Introduction
The TermsComponent SearchComponent is a simple component that provides access to the indexed terms in a field and the number of documents that match each term. This can be useful for doing auto-suggest or other things that operate at the term level instead of the search or document level. Retrieving terms in index order is very fast since the implementation directly uses Lucene's TermEnum to iterate over the term dictionary.

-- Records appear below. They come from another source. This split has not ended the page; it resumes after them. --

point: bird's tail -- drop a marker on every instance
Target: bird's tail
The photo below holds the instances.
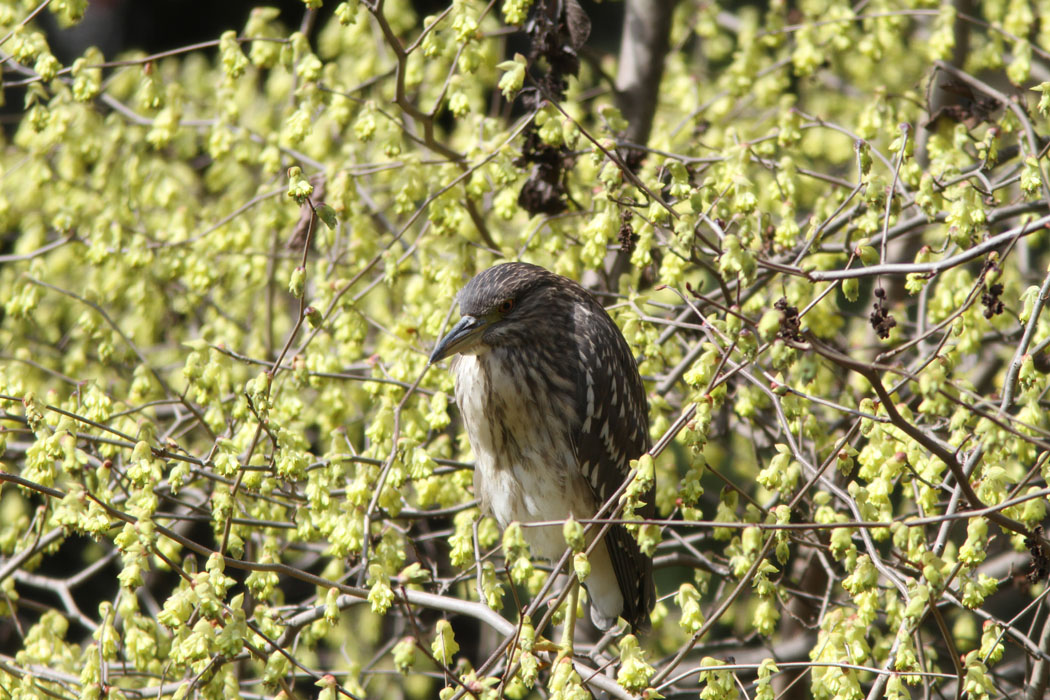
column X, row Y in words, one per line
column 634, row 575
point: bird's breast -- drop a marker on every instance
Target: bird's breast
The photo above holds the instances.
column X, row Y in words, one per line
column 520, row 428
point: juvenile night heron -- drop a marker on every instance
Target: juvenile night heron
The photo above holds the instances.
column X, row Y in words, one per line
column 554, row 410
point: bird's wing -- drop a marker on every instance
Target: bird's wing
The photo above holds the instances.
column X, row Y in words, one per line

In a sense, this component provides fast field faceting over the whole index (not restricted by the base query or any filters). The doc frequencies returned are the number of documents that match the term, including any documents that have been marked for deletion but not yet removed from the index.
How it Works
To use the TermsComponent, users can pass in a variety of options to control what terms are returned. The supported parameters are available in the class http://lucene.apache.org/solr/api/org/apache/solr/common/params/TermsParams.html
These params are:
terms={true|false} - Turn on the TermsComponent
- terms.fl={FIELD NAME} - Required. The name of the field to get the terms from.
- terms.lower={The lower bound term} - Optional. The term to start at. If not specified, the empty string is used, meaning start at the beginning of the field.
- terms.lower.incl={true|false} - Optional. Include the lower bound term in the result set. Default is true.
terms.mincount=<Integer> - Optional. The minimum doc frequency to return in order to be included. Results are inclusive of the mincount (i.e. >= mincount)
terms.maxcount=<Integer> - Optional. The maximum doc frequency. Default is -1 to have no upper bound. Results are inclusive of the maxcount (i.e. <= maxcount)
- terms.prefix={String} - Optional. Restrict matches to terms that start with the prefix.
terms.limit={integer} - The maximum number of terms to return. The default is 10. If < 0, then include all terms.
- terms.upper={The upper bound term} - The term to stop at. Either upper or terms.limit must be set.
- terms.upper.incl={true|false} - Include the upper bound term in the result set. Default is false.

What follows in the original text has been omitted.